Forum für Wissenschaft, Industrie und Wirtschaft

Hauptsponsoren:     3M 
Datenbankrecherche:

 

Gesund mit Algen

20.09.2001


Der Photobioreaktor nutzt das Airlift-Prinzip. Der Flüssigkeitsstrom befördert
die Mikroalgen in definierten Zyklen zum Licht.

© Fraunhofer


Algen sind wahre Tausendsasa: Sie produzieren Fettsäuren, Vitamine und pharmazeutische Wirkstoffe, reinigen Abwässer und liefern Energie. Fraunhofer-Forscher haben einen Photo-bioreaktor entwickelt, in dem die Mikroalgen kostengünstig gezüchtet werden können. Einen Prototyp der Anlage stellen sie auf der Messe Biotechnica in Hannover (09.-11. Oktober 2001) vor.
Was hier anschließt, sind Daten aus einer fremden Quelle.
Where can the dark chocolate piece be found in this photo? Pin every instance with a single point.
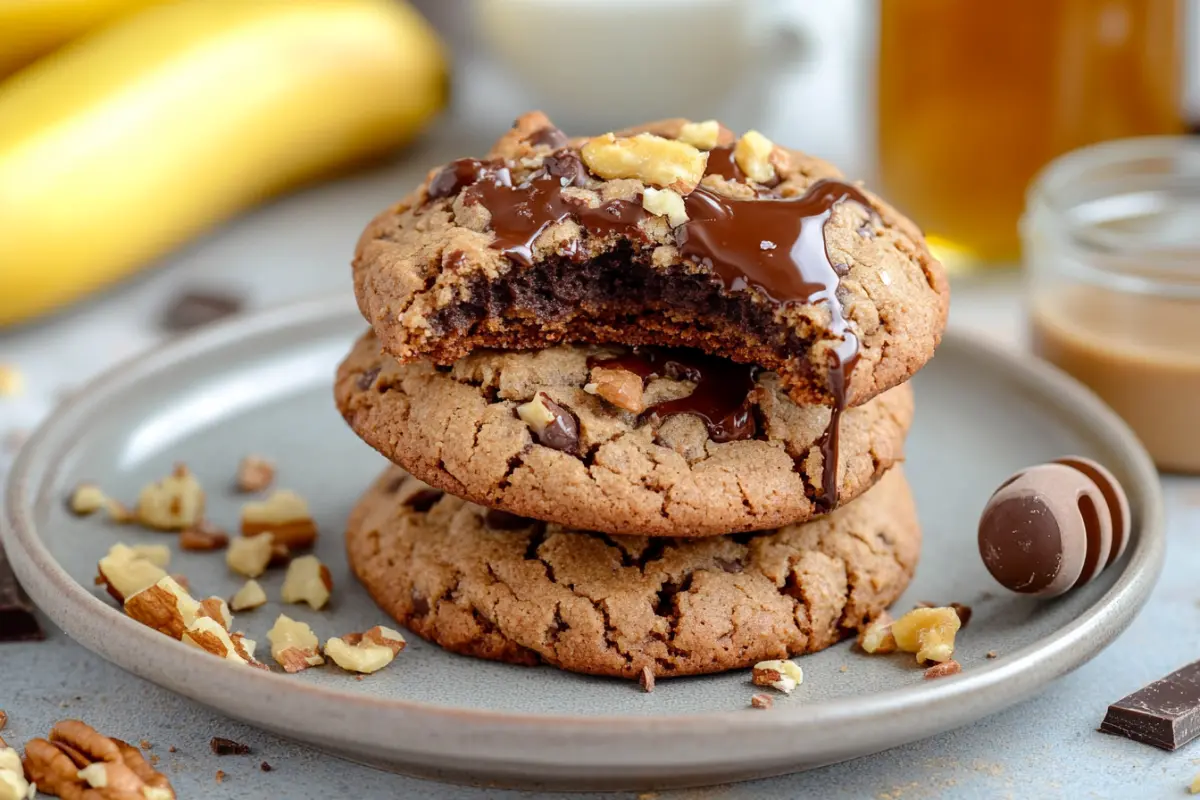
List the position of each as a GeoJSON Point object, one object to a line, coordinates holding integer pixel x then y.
{"type": "Point", "coordinates": [222, 746]}
{"type": "Point", "coordinates": [198, 307]}
{"type": "Point", "coordinates": [1164, 714]}
{"type": "Point", "coordinates": [723, 397]}
{"type": "Point", "coordinates": [17, 619]}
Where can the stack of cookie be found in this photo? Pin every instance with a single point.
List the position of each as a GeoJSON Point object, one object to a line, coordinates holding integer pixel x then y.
{"type": "Point", "coordinates": [645, 394]}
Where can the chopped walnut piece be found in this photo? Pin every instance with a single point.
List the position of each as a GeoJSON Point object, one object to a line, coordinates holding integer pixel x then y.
{"type": "Point", "coordinates": [207, 633]}
{"type": "Point", "coordinates": [255, 474]}
{"type": "Point", "coordinates": [307, 582]}
{"type": "Point", "coordinates": [702, 136]}
{"type": "Point", "coordinates": [665, 203]}
{"type": "Point", "coordinates": [294, 645]}
{"type": "Point", "coordinates": [929, 632]}
{"type": "Point", "coordinates": [621, 388]}
{"type": "Point", "coordinates": [781, 675]}
{"type": "Point", "coordinates": [203, 537]}
{"type": "Point", "coordinates": [942, 669]}
{"type": "Point", "coordinates": [124, 572]}
{"type": "Point", "coordinates": [249, 555]}
{"type": "Point", "coordinates": [285, 515]}
{"type": "Point", "coordinates": [174, 503]}
{"type": "Point", "coordinates": [365, 653]}
{"type": "Point", "coordinates": [647, 157]}
{"type": "Point", "coordinates": [165, 606]}
{"type": "Point", "coordinates": [251, 595]}
{"type": "Point", "coordinates": [13, 785]}
{"type": "Point", "coordinates": [753, 155]}
{"type": "Point", "coordinates": [877, 637]}
{"type": "Point", "coordinates": [217, 609]}
{"type": "Point", "coordinates": [78, 763]}
{"type": "Point", "coordinates": [551, 423]}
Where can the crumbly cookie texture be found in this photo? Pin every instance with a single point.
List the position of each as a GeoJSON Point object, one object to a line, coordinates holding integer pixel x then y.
{"type": "Point", "coordinates": [463, 431]}
{"type": "Point", "coordinates": [522, 591]}
{"type": "Point", "coordinates": [445, 270]}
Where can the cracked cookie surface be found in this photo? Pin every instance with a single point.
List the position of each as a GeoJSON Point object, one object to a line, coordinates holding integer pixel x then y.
{"type": "Point", "coordinates": [460, 429]}
{"type": "Point", "coordinates": [492, 585]}
{"type": "Point", "coordinates": [529, 247]}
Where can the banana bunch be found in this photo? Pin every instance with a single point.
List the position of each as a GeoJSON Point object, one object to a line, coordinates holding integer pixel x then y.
{"type": "Point", "coordinates": [129, 142]}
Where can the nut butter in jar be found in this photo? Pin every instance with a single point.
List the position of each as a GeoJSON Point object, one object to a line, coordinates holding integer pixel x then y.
{"type": "Point", "coordinates": [1111, 240]}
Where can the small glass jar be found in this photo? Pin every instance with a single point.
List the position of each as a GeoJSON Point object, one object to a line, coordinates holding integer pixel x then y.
{"type": "Point", "coordinates": [1111, 240]}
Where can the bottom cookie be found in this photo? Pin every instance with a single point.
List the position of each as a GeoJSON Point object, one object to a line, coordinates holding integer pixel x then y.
{"type": "Point", "coordinates": [493, 585]}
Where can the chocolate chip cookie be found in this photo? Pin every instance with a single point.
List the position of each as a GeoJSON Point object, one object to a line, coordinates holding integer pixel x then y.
{"type": "Point", "coordinates": [492, 585]}
{"type": "Point", "coordinates": [649, 441]}
{"type": "Point", "coordinates": [671, 234]}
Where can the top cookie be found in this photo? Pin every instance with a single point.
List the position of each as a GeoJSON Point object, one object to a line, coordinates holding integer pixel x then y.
{"type": "Point", "coordinates": [673, 233]}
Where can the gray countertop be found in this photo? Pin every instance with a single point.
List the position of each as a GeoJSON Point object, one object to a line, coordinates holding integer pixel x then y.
{"type": "Point", "coordinates": [1047, 747]}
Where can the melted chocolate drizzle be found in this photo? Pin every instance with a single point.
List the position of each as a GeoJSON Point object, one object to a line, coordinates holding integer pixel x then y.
{"type": "Point", "coordinates": [778, 246]}
{"type": "Point", "coordinates": [521, 212]}
{"type": "Point", "coordinates": [723, 395]}
{"type": "Point", "coordinates": [769, 244]}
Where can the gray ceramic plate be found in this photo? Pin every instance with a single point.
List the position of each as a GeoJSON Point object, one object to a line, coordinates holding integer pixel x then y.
{"type": "Point", "coordinates": [263, 385]}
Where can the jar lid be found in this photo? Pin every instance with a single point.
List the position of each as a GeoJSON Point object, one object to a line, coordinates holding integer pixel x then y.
{"type": "Point", "coordinates": [1123, 214]}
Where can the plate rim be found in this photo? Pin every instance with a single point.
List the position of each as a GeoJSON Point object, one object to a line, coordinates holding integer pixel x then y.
{"type": "Point", "coordinates": [1005, 680]}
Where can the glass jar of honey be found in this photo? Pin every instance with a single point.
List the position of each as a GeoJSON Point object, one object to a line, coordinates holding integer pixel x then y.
{"type": "Point", "coordinates": [975, 97]}
{"type": "Point", "coordinates": [1111, 242]}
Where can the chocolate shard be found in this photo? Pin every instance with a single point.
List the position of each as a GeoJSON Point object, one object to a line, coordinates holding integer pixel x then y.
{"type": "Point", "coordinates": [1164, 714]}
{"type": "Point", "coordinates": [17, 619]}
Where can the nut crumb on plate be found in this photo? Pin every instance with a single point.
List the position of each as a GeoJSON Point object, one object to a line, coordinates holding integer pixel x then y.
{"type": "Point", "coordinates": [285, 515]}
{"type": "Point", "coordinates": [365, 653]}
{"type": "Point", "coordinates": [79, 762]}
{"type": "Point", "coordinates": [255, 474]}
{"type": "Point", "coordinates": [294, 647]}
{"type": "Point", "coordinates": [929, 632]}
{"type": "Point", "coordinates": [250, 555]}
{"type": "Point", "coordinates": [203, 536]}
{"type": "Point", "coordinates": [307, 581]}
{"type": "Point", "coordinates": [174, 503]}
{"type": "Point", "coordinates": [251, 595]}
{"type": "Point", "coordinates": [781, 675]}
{"type": "Point", "coordinates": [942, 669]}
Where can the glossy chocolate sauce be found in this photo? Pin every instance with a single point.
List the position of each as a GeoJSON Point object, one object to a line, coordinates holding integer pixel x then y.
{"type": "Point", "coordinates": [521, 212]}
{"type": "Point", "coordinates": [778, 246]}
{"type": "Point", "coordinates": [721, 398]}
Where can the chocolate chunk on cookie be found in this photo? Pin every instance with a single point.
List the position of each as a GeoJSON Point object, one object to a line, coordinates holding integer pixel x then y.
{"type": "Point", "coordinates": [648, 441]}
{"type": "Point", "coordinates": [621, 605]}
{"type": "Point", "coordinates": [671, 234]}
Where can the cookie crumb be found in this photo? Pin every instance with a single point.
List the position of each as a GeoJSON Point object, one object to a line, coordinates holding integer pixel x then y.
{"type": "Point", "coordinates": [12, 383]}
{"type": "Point", "coordinates": [222, 746]}
{"type": "Point", "coordinates": [255, 474]}
{"type": "Point", "coordinates": [942, 669]}
{"type": "Point", "coordinates": [964, 613]}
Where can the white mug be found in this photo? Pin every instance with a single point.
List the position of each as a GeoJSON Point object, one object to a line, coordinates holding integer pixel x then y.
{"type": "Point", "coordinates": [601, 64]}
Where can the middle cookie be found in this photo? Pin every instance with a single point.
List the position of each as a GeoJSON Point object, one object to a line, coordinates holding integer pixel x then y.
{"type": "Point", "coordinates": [648, 441]}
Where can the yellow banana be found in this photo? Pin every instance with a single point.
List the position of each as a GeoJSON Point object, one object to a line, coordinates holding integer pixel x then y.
{"type": "Point", "coordinates": [133, 139]}
{"type": "Point", "coordinates": [30, 28]}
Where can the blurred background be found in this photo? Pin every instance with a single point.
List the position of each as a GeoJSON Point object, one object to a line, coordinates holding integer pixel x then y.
{"type": "Point", "coordinates": [145, 144]}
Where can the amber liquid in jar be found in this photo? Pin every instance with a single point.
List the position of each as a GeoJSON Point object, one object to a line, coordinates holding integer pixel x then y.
{"type": "Point", "coordinates": [975, 97]}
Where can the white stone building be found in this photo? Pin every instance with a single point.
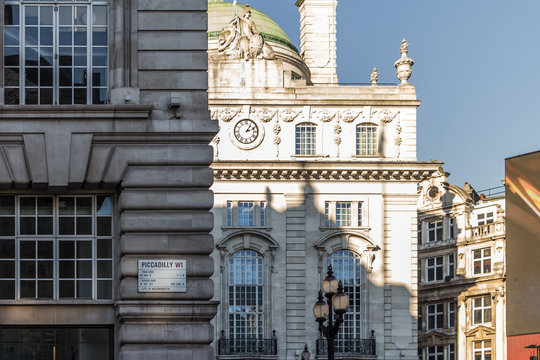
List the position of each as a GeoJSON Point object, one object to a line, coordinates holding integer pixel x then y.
{"type": "Point", "coordinates": [461, 247]}
{"type": "Point", "coordinates": [309, 173]}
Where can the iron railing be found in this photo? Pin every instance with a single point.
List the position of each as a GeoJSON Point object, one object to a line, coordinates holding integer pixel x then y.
{"type": "Point", "coordinates": [248, 346]}
{"type": "Point", "coordinates": [348, 346]}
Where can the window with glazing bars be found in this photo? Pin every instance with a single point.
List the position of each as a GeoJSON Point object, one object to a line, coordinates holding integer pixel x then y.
{"type": "Point", "coordinates": [56, 247]}
{"type": "Point", "coordinates": [366, 139]}
{"type": "Point", "coordinates": [305, 139]}
{"type": "Point", "coordinates": [246, 312]}
{"type": "Point", "coordinates": [55, 52]}
{"type": "Point", "coordinates": [347, 267]}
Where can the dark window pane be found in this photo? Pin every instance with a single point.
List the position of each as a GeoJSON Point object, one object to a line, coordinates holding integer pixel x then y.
{"type": "Point", "coordinates": [11, 15]}
{"type": "Point", "coordinates": [45, 96]}
{"type": "Point", "coordinates": [31, 96]}
{"type": "Point", "coordinates": [46, 13]}
{"type": "Point", "coordinates": [84, 288]}
{"type": "Point", "coordinates": [27, 249]}
{"type": "Point", "coordinates": [65, 35]}
{"type": "Point", "coordinates": [45, 249]}
{"type": "Point", "coordinates": [8, 289]}
{"type": "Point", "coordinates": [67, 288]}
{"type": "Point", "coordinates": [7, 249]}
{"type": "Point", "coordinates": [66, 79]}
{"type": "Point", "coordinates": [45, 36]}
{"type": "Point", "coordinates": [46, 56]}
{"type": "Point", "coordinates": [28, 206]}
{"type": "Point", "coordinates": [11, 78]}
{"type": "Point", "coordinates": [80, 36]}
{"type": "Point", "coordinates": [11, 36]}
{"type": "Point", "coordinates": [79, 96]}
{"type": "Point", "coordinates": [104, 248]}
{"type": "Point", "coordinates": [99, 77]}
{"type": "Point", "coordinates": [7, 226]}
{"type": "Point", "coordinates": [27, 226]}
{"type": "Point", "coordinates": [45, 77]}
{"type": "Point", "coordinates": [28, 288]}
{"type": "Point", "coordinates": [66, 55]}
{"type": "Point", "coordinates": [84, 269]}
{"type": "Point", "coordinates": [99, 96]}
{"type": "Point", "coordinates": [66, 226]}
{"type": "Point", "coordinates": [45, 226]}
{"type": "Point", "coordinates": [84, 249]}
{"type": "Point", "coordinates": [99, 56]}
{"type": "Point", "coordinates": [66, 249]}
{"type": "Point", "coordinates": [79, 78]}
{"type": "Point", "coordinates": [11, 96]}
{"type": "Point", "coordinates": [104, 289]}
{"type": "Point", "coordinates": [7, 269]}
{"type": "Point", "coordinates": [104, 226]}
{"type": "Point", "coordinates": [30, 15]}
{"type": "Point", "coordinates": [104, 268]}
{"type": "Point", "coordinates": [84, 226]}
{"type": "Point", "coordinates": [31, 35]}
{"type": "Point", "coordinates": [66, 269]}
{"type": "Point", "coordinates": [28, 269]}
{"type": "Point", "coordinates": [45, 288]}
{"type": "Point", "coordinates": [99, 36]}
{"type": "Point", "coordinates": [45, 269]}
{"type": "Point", "coordinates": [65, 96]}
{"type": "Point", "coordinates": [11, 56]}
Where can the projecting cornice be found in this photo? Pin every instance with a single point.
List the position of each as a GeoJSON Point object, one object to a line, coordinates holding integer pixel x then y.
{"type": "Point", "coordinates": [320, 171]}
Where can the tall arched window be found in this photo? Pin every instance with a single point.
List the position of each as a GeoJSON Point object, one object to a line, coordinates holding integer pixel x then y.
{"type": "Point", "coordinates": [305, 139]}
{"type": "Point", "coordinates": [366, 139]}
{"type": "Point", "coordinates": [347, 268]}
{"type": "Point", "coordinates": [55, 53]}
{"type": "Point", "coordinates": [246, 308]}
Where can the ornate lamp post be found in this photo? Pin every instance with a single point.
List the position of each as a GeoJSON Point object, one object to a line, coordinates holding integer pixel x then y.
{"type": "Point", "coordinates": [336, 301]}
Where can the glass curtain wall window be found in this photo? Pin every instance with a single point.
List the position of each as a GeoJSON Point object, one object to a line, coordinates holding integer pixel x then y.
{"type": "Point", "coordinates": [347, 268]}
{"type": "Point", "coordinates": [305, 139]}
{"type": "Point", "coordinates": [246, 313]}
{"type": "Point", "coordinates": [56, 52]}
{"type": "Point", "coordinates": [56, 247]}
{"type": "Point", "coordinates": [366, 139]}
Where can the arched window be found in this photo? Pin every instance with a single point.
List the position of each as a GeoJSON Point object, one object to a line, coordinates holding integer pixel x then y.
{"type": "Point", "coordinates": [347, 267]}
{"type": "Point", "coordinates": [366, 139]}
{"type": "Point", "coordinates": [305, 139]}
{"type": "Point", "coordinates": [246, 308]}
{"type": "Point", "coordinates": [55, 53]}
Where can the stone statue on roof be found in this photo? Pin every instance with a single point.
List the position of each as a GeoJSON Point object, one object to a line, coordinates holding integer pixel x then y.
{"type": "Point", "coordinates": [241, 38]}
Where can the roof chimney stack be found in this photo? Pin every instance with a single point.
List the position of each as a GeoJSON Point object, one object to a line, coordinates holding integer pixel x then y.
{"type": "Point", "coordinates": [318, 38]}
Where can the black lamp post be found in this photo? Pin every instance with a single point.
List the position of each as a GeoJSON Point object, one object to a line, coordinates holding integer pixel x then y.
{"type": "Point", "coordinates": [336, 301]}
{"type": "Point", "coordinates": [535, 346]}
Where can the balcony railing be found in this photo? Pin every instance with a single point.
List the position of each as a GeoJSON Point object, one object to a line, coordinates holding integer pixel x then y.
{"type": "Point", "coordinates": [348, 346]}
{"type": "Point", "coordinates": [249, 346]}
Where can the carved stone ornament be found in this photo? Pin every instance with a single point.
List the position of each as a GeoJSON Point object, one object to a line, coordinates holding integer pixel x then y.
{"type": "Point", "coordinates": [289, 115]}
{"type": "Point", "coordinates": [228, 114]}
{"type": "Point", "coordinates": [386, 115]}
{"type": "Point", "coordinates": [241, 38]}
{"type": "Point", "coordinates": [265, 114]}
{"type": "Point", "coordinates": [350, 115]}
{"type": "Point", "coordinates": [325, 115]}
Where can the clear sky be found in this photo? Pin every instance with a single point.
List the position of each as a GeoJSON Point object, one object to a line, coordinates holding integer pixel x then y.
{"type": "Point", "coordinates": [477, 72]}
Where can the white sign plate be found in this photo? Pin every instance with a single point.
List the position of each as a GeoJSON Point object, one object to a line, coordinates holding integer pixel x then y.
{"type": "Point", "coordinates": [162, 276]}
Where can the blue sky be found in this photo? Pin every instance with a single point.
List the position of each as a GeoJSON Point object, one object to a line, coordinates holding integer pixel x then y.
{"type": "Point", "coordinates": [477, 72]}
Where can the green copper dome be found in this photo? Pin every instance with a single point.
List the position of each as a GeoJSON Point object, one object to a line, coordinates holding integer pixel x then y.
{"type": "Point", "coordinates": [220, 14]}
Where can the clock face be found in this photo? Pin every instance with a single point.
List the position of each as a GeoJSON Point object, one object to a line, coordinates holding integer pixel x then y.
{"type": "Point", "coordinates": [246, 131]}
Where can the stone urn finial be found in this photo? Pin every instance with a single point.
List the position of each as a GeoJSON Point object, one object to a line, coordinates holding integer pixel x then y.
{"type": "Point", "coordinates": [404, 63]}
{"type": "Point", "coordinates": [374, 77]}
Algen sind genügsame Lebewesen. Zum Wachsen brauchen sie nur Mineralstoffe, Wasser, Kohlendioxid und Sonnenlicht. Dafür liefern sie essentielle Fettsäuren, hochwertige Farbstoffe und lebenswichtige Vitamine. Um das enorme Potenzial der Algen richtig nutzen zu können, müssen sie im industriellen Maßstab gezüchtet werden. Bislang scheiterten jedoch fast alle Versuche, die winzigen Organismen in großen Mengen wirtschaftlich aufzuziehen. Der Grund: In Großanlagen werden die Algen nicht optimal mit Licht versorgt. »Da die Algen an der Oberfläche das Licht absorbieren, ist es bereits nach wenigen Millimetern Tiefe dunkel. Die Organismen im Inneren der Anlage erhalten kein Licht und wachsen nicht«, beschreibt Jörg Degen vom Fraunhofer-Institut für Grenzflächen und Bioverfahrenstechnik IGB die Problematik. Forscher des IGB haben daher gemeinsam mit ihren Kollegen vom Fraunhofer-Institut für Solare Energiesystemen ISE einen neuartigen Photobioreaktor konzipiert. Hier werden alle Algen automatisch mit ausreichend Licht versorgt.

Die Wissenschaftler nutzen dabei eine Besonderheit der Algen aus: Den winzigen Lebewesen reicht es, wenn sie periodisch für kurze Zeit einem starken Licht ausgesetzt sind. Dies wird auch als Blitzlicht-Effekt bezeichnet. In dem Reaktor sorgen statische Mischer und die eingeleitete Luft für einen kontinuierlichen, gezielten Flüssigkeitsstrom. Dieser transportiert die Algen in regelmäßigen Abständen aus dem unbeleuchteten Reaktorinneren zum Licht an die Oberfläche. Die Dunkelphase ist etwa zehnmal länger, damit die Mikroorganismen die Lichtenergie effizient ausnutzen können.

»Der Photoreaktor basiert auf dem Prinzip des Airlifts. Der Flüssigkeitsstrom befördert die Mikroalgen in definierten Zyklen zum Licht«, erklärt der Biologe Degen die Funktionsweise der Anlage. Der neuentwickelte Reaktortyp hat seine Leistungsfähigkeit bereits unter Beweis gestellt. In einem Test wurde die kleinzellige Frischwasseralge Chorella vulgaris in der Anlage erfolgreich gezüchtet. Weiterhin konnten durch den Einsatz von Tiefziehtechnik die Investitionskosten im Vergleich zu anderen Systemen erheblich gesenkt werden. Nun planen die Fraunhofer-Forscher den Aufbau einer Algenproduktionsanlage in Mecklenburg-Vorpommern.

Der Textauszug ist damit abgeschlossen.